Nearly half, or 49%, said they expected economic deterioration in the next few months compared to 35% who expected improvements.
Those figures, from a survey conducted in January, predated the invasion but were collected even as much of the country was still recovering from the effects of the coronavirus, which spread far more dramatically through the country than Russian officials admitted. The government in the early days of the pandemic was less than transparent with its people then, reportedly suppressing information about the virus’ severity and threatening medical workers with retaliation for disclosures.
Now the dissent over the Ukraine invasion threatens to ignite that latent dissatisfaction with public health, economy and corruption.
In a similar manner last summer, Putin faced a swell of resistance in Khabarovsk, a city near the Chinese border in Russia’s far east with a population of about half a million. A popular local governor ran afoul of the Kremlin after defeating a candidate aligned with Putin’s United Russia Party. The governor was arrested on what most believe were trumped-up charges that he was involved in murders many years ago. But thousands ended up taking to the streets over several months, as demonstrations that began in support of a local public official bled into generalized anti-government protests expressing discontent with Putin – a template dangerous for the central government.
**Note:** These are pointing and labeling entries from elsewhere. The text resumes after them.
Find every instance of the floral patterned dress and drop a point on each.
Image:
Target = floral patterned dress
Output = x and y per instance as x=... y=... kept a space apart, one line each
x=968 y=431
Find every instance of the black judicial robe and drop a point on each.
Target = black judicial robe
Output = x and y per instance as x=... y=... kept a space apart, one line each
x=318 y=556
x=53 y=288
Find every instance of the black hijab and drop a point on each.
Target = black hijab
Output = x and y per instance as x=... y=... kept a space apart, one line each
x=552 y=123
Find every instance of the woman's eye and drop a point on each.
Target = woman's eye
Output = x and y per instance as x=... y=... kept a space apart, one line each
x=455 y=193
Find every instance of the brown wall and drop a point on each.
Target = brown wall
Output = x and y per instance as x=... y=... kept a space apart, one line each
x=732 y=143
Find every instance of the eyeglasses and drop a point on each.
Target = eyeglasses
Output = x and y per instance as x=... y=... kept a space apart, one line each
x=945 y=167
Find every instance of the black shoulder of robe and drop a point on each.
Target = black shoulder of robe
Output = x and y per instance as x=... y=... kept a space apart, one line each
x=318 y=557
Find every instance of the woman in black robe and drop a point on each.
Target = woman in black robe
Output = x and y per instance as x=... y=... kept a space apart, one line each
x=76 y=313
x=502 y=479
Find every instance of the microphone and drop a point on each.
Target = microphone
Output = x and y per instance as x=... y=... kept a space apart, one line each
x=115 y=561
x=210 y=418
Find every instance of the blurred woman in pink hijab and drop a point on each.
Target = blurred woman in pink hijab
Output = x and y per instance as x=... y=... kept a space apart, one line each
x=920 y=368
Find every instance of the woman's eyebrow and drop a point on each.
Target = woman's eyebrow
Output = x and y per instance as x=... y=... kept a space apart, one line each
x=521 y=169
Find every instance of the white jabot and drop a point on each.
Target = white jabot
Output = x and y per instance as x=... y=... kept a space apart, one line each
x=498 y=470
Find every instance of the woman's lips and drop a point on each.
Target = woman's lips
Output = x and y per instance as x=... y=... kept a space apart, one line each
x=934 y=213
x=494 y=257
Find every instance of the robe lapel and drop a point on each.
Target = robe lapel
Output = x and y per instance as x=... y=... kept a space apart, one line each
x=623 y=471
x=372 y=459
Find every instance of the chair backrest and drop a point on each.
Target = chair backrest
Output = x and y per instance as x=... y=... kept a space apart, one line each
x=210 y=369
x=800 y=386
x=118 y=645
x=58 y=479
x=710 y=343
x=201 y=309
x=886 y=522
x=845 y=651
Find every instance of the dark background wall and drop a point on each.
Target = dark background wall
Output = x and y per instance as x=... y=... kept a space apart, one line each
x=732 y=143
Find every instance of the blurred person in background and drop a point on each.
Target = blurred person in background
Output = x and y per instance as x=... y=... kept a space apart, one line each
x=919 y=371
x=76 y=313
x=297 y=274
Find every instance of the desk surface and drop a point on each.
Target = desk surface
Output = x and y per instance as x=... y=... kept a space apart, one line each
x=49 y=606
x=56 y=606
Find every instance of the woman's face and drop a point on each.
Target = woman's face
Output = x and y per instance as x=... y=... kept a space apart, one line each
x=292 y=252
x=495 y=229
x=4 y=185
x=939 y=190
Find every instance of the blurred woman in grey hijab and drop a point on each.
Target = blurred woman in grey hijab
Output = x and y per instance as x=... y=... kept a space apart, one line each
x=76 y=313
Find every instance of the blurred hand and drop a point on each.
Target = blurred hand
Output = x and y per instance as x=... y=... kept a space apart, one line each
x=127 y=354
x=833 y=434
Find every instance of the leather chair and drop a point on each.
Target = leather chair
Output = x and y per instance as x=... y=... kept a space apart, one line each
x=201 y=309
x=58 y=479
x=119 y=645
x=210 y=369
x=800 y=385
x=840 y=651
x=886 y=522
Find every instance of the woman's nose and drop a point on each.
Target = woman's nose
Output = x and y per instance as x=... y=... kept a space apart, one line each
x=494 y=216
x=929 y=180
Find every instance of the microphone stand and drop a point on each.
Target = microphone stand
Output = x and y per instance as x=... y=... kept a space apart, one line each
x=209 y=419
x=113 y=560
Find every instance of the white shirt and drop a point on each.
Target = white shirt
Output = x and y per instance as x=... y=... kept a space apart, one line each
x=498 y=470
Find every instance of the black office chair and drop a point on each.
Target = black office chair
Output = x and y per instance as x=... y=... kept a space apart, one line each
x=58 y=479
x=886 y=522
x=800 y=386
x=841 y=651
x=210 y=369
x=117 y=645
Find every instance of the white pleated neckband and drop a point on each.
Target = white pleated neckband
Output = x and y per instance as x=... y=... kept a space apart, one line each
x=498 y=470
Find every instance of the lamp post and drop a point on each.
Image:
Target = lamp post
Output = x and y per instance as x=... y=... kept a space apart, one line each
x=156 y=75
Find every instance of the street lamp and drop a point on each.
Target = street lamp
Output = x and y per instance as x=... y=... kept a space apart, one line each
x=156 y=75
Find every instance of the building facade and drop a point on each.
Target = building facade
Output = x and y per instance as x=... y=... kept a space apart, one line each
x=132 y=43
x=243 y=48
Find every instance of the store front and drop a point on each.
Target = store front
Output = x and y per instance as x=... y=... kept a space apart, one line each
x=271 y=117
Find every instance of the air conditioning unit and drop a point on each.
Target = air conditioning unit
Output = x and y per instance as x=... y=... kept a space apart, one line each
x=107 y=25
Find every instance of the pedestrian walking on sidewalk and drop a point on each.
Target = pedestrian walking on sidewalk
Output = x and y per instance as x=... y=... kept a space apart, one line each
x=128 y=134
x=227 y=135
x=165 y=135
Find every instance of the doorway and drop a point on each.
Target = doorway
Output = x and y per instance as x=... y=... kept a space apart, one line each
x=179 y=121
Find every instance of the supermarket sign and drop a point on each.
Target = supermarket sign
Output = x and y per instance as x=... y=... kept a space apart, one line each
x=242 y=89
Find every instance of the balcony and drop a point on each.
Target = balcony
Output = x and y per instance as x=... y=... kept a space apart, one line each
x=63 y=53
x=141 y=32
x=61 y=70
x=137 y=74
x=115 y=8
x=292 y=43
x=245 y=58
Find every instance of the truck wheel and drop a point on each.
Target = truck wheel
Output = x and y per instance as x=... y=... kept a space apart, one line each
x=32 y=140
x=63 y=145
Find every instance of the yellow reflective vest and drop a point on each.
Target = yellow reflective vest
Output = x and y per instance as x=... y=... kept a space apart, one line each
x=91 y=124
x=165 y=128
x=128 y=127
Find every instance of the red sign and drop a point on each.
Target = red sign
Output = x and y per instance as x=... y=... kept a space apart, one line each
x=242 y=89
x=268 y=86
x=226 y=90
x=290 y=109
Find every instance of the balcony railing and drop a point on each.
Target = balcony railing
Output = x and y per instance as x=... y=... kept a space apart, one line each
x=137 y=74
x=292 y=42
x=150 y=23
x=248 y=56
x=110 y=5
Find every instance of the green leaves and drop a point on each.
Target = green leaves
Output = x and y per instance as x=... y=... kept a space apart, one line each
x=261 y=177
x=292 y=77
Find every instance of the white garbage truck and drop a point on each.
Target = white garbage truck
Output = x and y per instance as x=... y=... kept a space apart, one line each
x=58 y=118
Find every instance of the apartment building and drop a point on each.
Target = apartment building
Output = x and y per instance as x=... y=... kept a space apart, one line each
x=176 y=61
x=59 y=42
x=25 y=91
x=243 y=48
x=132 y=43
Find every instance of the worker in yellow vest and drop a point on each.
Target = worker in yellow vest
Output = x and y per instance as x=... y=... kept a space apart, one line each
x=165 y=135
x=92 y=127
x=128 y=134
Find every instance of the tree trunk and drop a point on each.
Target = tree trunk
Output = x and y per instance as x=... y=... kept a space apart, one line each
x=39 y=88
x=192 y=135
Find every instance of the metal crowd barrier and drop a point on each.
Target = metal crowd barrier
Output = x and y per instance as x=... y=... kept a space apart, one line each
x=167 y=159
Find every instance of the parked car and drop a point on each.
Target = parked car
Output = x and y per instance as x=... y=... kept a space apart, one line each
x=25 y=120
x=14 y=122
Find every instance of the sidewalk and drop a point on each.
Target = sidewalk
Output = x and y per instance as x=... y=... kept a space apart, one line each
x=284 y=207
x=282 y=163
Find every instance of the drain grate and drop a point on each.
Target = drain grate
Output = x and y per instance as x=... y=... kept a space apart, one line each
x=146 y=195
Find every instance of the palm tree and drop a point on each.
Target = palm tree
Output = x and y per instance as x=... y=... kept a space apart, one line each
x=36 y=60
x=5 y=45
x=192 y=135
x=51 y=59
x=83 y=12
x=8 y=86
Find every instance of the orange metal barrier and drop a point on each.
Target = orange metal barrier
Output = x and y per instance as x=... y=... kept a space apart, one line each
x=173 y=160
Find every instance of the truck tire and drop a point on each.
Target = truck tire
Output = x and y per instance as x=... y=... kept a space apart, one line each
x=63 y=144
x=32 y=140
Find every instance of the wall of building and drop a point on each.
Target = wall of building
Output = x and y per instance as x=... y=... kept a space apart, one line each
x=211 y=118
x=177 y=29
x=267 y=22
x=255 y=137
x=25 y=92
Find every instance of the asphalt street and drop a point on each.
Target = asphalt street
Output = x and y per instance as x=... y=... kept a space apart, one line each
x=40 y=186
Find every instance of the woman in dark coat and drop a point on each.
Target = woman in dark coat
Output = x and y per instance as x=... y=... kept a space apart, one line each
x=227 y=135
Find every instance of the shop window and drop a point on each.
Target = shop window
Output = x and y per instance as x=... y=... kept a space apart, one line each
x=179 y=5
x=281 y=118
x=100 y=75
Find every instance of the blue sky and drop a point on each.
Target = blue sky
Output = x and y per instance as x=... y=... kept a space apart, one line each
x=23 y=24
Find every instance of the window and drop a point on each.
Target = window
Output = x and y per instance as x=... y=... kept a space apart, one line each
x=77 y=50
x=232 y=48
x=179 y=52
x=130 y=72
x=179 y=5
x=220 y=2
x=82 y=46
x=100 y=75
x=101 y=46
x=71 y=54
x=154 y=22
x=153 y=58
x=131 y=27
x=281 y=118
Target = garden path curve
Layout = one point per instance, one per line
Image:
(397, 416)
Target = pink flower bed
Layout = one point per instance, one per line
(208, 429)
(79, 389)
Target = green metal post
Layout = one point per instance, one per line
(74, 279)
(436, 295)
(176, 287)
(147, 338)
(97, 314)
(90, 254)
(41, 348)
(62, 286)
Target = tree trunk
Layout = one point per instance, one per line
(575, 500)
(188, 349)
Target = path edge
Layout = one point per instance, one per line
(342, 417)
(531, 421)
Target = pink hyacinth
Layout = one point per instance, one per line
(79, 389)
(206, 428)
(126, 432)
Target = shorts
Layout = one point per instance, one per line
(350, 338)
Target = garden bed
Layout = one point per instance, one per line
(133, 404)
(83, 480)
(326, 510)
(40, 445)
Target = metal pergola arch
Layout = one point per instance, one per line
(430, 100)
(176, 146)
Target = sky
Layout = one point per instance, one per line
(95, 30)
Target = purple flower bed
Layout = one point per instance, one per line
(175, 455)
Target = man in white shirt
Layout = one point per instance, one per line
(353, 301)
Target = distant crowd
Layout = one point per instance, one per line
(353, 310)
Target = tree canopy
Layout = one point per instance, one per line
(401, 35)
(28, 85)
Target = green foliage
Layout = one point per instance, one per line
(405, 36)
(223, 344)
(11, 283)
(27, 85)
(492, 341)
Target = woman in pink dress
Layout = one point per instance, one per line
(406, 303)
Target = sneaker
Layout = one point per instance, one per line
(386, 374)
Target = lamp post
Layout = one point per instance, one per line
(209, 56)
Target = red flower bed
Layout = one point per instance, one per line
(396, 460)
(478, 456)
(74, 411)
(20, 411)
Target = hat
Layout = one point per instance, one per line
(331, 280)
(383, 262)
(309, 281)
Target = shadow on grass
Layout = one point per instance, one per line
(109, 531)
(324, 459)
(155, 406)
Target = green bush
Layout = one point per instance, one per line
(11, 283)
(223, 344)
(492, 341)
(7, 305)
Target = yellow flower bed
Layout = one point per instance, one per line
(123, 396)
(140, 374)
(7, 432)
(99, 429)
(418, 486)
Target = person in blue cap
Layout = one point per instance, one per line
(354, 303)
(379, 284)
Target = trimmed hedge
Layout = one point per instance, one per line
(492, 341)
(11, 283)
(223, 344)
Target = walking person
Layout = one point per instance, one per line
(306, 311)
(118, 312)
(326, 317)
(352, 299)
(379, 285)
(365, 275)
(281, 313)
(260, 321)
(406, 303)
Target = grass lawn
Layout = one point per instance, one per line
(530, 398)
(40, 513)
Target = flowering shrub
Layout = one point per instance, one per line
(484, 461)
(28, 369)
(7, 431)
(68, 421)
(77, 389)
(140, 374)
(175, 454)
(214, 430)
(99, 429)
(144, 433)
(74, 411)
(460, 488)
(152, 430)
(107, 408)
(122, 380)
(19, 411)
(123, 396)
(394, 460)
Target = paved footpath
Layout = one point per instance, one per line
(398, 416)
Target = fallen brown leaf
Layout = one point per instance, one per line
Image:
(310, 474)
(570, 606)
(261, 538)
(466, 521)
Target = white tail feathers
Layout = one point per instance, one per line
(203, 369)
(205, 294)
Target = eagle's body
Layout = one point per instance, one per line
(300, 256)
The Kremlin under Putin has cracked down on protests, outlawing even the most benign forms of political demonstration, yet it continues to face popular resistance that at times has seemed on the verge of combusting. Last year, the country was roiled by protests surrounding long-time dissident leader Alexei Navalny, who has worked diligently to sway public opinion by exposing corruption around Putin’s wealth and his retaliation against political opponents and activists.
A Russian court last year sentenced Navalny to a federal penal colony after he was charged with embezzlement and missing check-ins with Russia’s prison service while he was in Germany recovering from a poisoning attack with military-grade nerve agent that he and his supporters attribute directly to Putin’s orders. The Kremlin has repeatedly denied the accusations. Navalny spent weeks in a medically induced coma following the attack in August 2020.
In fact, Putin has shown a tendency to pursue foreign adventures when he feels threatened by domestic politics. Russia invaded northern Georgia in 2008 as it faced an economic recession at home. Amid another financial crisis beginning in 2014, Putin’s government again focused abroad, first in Ukraine and later in Syria. It was a trend that had U.S. military officials on alert last year, as the Navalny protests mounted.
“This adventures abroad is something that we pay close attention to. And obviously with what is unfolding as we speak with respect to the Navalny case, we’re very concerned about that,” Air Force Gen. Tod Wolters, chief of U.S. European Command and NATO’s supreme allied commander Europe, told reporters a year ago in February 2021.
The Navalny protests throughout last year drew thousands, if not tens of thousands, to cities across Russia, where they were often met with force by police determined to disband them. And while that round subsided, Putin’s Ukraine war instead of distracting domestic critics is putting people back on the streets again – where any large gathering stands to create the momentum that could destabilize Russia and its heavy-handed government in much the same way as the Russian leader has sought to destabilize the West and its democratic systems.
“I think it’s safe to say if there’s a long, drawn-out, costly – both in terms of blood and treasure – war that he starts in Ukraine, he will feel the heat economically and politically, even in an authoritarian country like Russia,” Bowman says.